Judge James D. Walker Jr. (Retired)

The court found that under Georgia law, a corporation may seek to pierce its own corporate veil. Thus, in a Chapter 11 case, a veil piercing alter ego action is property of the estate and may only be brought by the trustee unless abandoned. Any alter ego suits brought by individual creditors are subject to the automatic stay.

Court granted creditor’s motion to reopen case to file a § 523(c) nondischargeability complaint. Despite passage of deadline for filing the complaint, creditor could present a colorable argument for the equitable tolling of the deadline. Thus, allowing the case to be reopened would not be futile.

Creditor filed a complaint of objection debtor’s bankruptcy case. However, because the complaint contained no allegations, even when read liberally in creditor’s favor, that would entitle him to relief under Section 523(a) or any other provision of the Bankruptcy Code, the Court granted the debtor’s motion for judgment on the pleadings and dismissed the adversary proceeding.

Judge John T. Laney, III

Analyzing Debtor’s Motion to Compel deposition testimony of the Official Committee’s testifying expert and to produce certain documents that had been withheld from discovery, the court reasoned under Rule 26(a)(2)(B) that the attorney-client and work product doctrine protections are trumped by the Rule 26 discovery rules pertaining to testifying experts. The court granted the motion in part, to the extent that the Official Committee had waived attorney-client privilege and work product doctrine protections in communications with and information given to/from the testifying expert.

Answering the question whether a debtor’s car that had been repossessed just prior to the debtor filing Chapter 13 bankruptcy was property of the bankruptcy estate, the court analyzed a new 11th Circuit Court of Appeals case, Bell-Tel Federal Credit Union v. Kalter (In re Kalter), 292 F.3d 1350 (11th Cir 2002), regarding Florida law. Upon reconsidering its opinion in American Honda Finance Corp. v. Littleton (In re Littleton), 220 B.R. 710 (Bankr. M.D. Ga. 1998), the court held that Georgia case law provides direction on this issue. Thus, In re Kalter is not controlling as applied to Georgia law and the repossessed car is property of the bankruptcy estate.

In a trial to determine the validity, priority and extent of liens between competing parties, the court had previously ruled that the law of the Czech Republic was to govern the issues in this trial. Because the party which had the burden to prove foreign law under Rule 44.1 of the Federal Rules of Civil Procedure failed to meet its burden, the court held that party had no interest in the subject property.

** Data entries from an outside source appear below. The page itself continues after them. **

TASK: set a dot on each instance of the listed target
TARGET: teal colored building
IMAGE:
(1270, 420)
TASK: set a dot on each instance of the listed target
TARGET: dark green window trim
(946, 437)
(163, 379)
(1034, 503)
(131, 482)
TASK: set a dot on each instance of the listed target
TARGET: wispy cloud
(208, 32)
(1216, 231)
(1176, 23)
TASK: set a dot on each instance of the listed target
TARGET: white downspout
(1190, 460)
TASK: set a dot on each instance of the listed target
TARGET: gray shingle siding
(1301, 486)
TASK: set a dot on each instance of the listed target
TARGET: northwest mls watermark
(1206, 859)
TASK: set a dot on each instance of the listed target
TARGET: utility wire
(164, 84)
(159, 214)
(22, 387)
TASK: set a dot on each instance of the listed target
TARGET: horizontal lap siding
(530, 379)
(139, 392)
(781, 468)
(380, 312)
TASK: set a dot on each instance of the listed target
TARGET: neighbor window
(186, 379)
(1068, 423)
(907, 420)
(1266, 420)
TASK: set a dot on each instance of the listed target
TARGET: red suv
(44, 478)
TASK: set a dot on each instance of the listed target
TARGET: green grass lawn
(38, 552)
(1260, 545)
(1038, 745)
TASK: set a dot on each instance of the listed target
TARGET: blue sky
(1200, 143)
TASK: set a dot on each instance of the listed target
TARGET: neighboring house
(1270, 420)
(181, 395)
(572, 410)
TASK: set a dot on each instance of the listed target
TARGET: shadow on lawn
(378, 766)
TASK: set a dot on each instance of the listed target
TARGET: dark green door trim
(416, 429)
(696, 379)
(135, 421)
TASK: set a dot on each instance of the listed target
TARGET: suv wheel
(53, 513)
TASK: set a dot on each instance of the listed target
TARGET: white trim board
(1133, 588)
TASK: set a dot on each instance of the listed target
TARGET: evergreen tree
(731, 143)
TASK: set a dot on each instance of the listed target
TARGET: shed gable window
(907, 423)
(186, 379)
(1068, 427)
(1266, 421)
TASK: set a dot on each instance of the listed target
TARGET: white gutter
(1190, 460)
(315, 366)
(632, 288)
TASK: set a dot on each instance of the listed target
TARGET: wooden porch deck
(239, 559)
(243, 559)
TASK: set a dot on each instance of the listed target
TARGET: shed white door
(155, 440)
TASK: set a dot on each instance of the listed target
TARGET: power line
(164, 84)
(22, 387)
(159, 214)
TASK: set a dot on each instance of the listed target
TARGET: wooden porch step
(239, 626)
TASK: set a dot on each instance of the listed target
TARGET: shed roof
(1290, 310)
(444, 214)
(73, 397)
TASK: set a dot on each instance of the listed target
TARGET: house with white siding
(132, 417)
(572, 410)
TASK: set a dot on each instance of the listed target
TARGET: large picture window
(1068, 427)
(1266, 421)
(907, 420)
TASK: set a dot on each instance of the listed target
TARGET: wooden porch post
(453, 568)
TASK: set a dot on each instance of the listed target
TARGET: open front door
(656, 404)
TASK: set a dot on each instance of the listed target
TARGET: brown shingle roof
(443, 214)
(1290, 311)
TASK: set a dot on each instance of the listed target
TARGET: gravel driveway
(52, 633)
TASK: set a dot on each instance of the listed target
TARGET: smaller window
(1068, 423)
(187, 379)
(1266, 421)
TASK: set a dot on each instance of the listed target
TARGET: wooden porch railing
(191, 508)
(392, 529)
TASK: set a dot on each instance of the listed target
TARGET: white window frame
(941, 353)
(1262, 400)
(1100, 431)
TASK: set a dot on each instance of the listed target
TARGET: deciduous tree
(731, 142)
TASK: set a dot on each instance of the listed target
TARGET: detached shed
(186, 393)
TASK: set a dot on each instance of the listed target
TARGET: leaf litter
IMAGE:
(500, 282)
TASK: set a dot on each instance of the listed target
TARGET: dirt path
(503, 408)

The court denied the motion of Southwest Georgia Bank ("SWGA") for relief from the automatic stay and SWGA’s motion to dismiss the case. In a prior Chapter 11 case, Debtor consented to a plan provision whereby he would not oppose relief from stay in any subsequent case that he might file within five years. The court held that such waivers of the automatic stay are enforceable, however, they not per se enforceable and must be evaluated on a case-by-case basis. In this case, the court found that others factors outweighed Debtor’s waiver. Therefore, the court denied SWGA’s motion for relief conditioned on Debtor’s strict compliance to payments to SWGA. As to SWGA’s motion to dismiss the case, the court found no evidence of bad faith and therefore, denied that motion.